512. The Peace of Utrecht, 1713.
Not long after this change a messenger was privately dispatched to Louis XIV to ask if he wished for peace. "It was," says the French minister, "like asking a dying man whether he would wish to be cured."[3] Later, terms were secretly agreed upon between the Tories (S479) and the French, and in 1713, in the quaint Dutch city of Utrecht, the allies, together with France and Spain, signed the treaty bearing that name.
[2] Morris's "The Age of Anne."
By it Louis XIV bound himself: (1) To acknowledge the right of England to limit the succession to the crown to Protestant sovereigns (S497). (2) To compel Prince James Edward, the so-called "Pretender" (SS490, 491) to quit France. (3) To renounce the union of the crowns of France and Spain; but Philip was to retain the Spanish throne (S508). (4) To cede to England all claims to Newfoundland, Acadia, or Nova Scotia, and that vast region known as the Hudson Bay Company's Possessions.
Next, Spain was to give up: (1) The Spanish Netherlands to Austria, an ally of Holland, and grant to the Dutch a line of forts to defend their frontier against France. (2) England was to have the exclusive right for thirty-three years of supplying the Spanish-American colonists with negro slaves.[1]
[1] This right (called the "Assiento," or Contract) had formerly belonged to France. By its transfer England got the privilege of furnishing 4800 "sound, merchantable negroes "annually," "two thirds to be males" between ten and forty years of age.
This trade had long been coveted by the English, and had been carried on to some extent by them ever since Sir John Hawkins entered upon it in Queen Elizabeth's reign.

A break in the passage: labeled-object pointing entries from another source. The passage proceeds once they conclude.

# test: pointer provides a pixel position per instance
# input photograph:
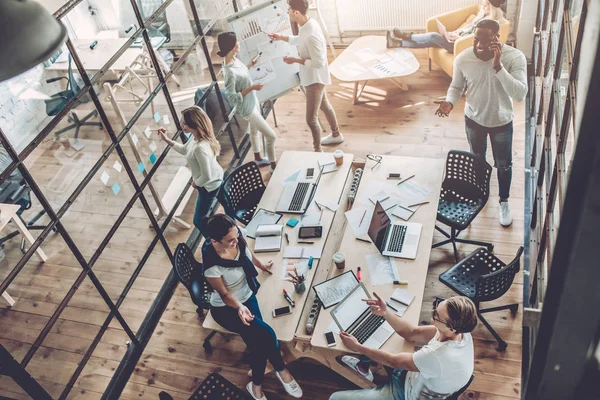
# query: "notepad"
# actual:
(268, 238)
(402, 299)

Sir John grew very rich through his traffic in human flesh, and he set up a coat of arms emblazoned with a slave in fetters, so that all might see how he had won wealth and distinction.
513. Union of England and Scotland, 1707.
Since the accession of James I (1603), England and Scotland had been ruled by one sovereign, but each country retained its own Parliament and its own forms of worship. In 1707 the two countries were finally united under the name of Great Britain.
The Established (Presbyterian) Church of Scotland and the Scottish laws were to be preserved. The independent Parliament of Scotland was given up, and the Scotch were henceforth represented in the English Parliament by sixteen peers chosen by members of the Scottish peerage at the summoning of every Parliament; and by forty-five (now seventy- two) members returned by Scotland to the House of Commons.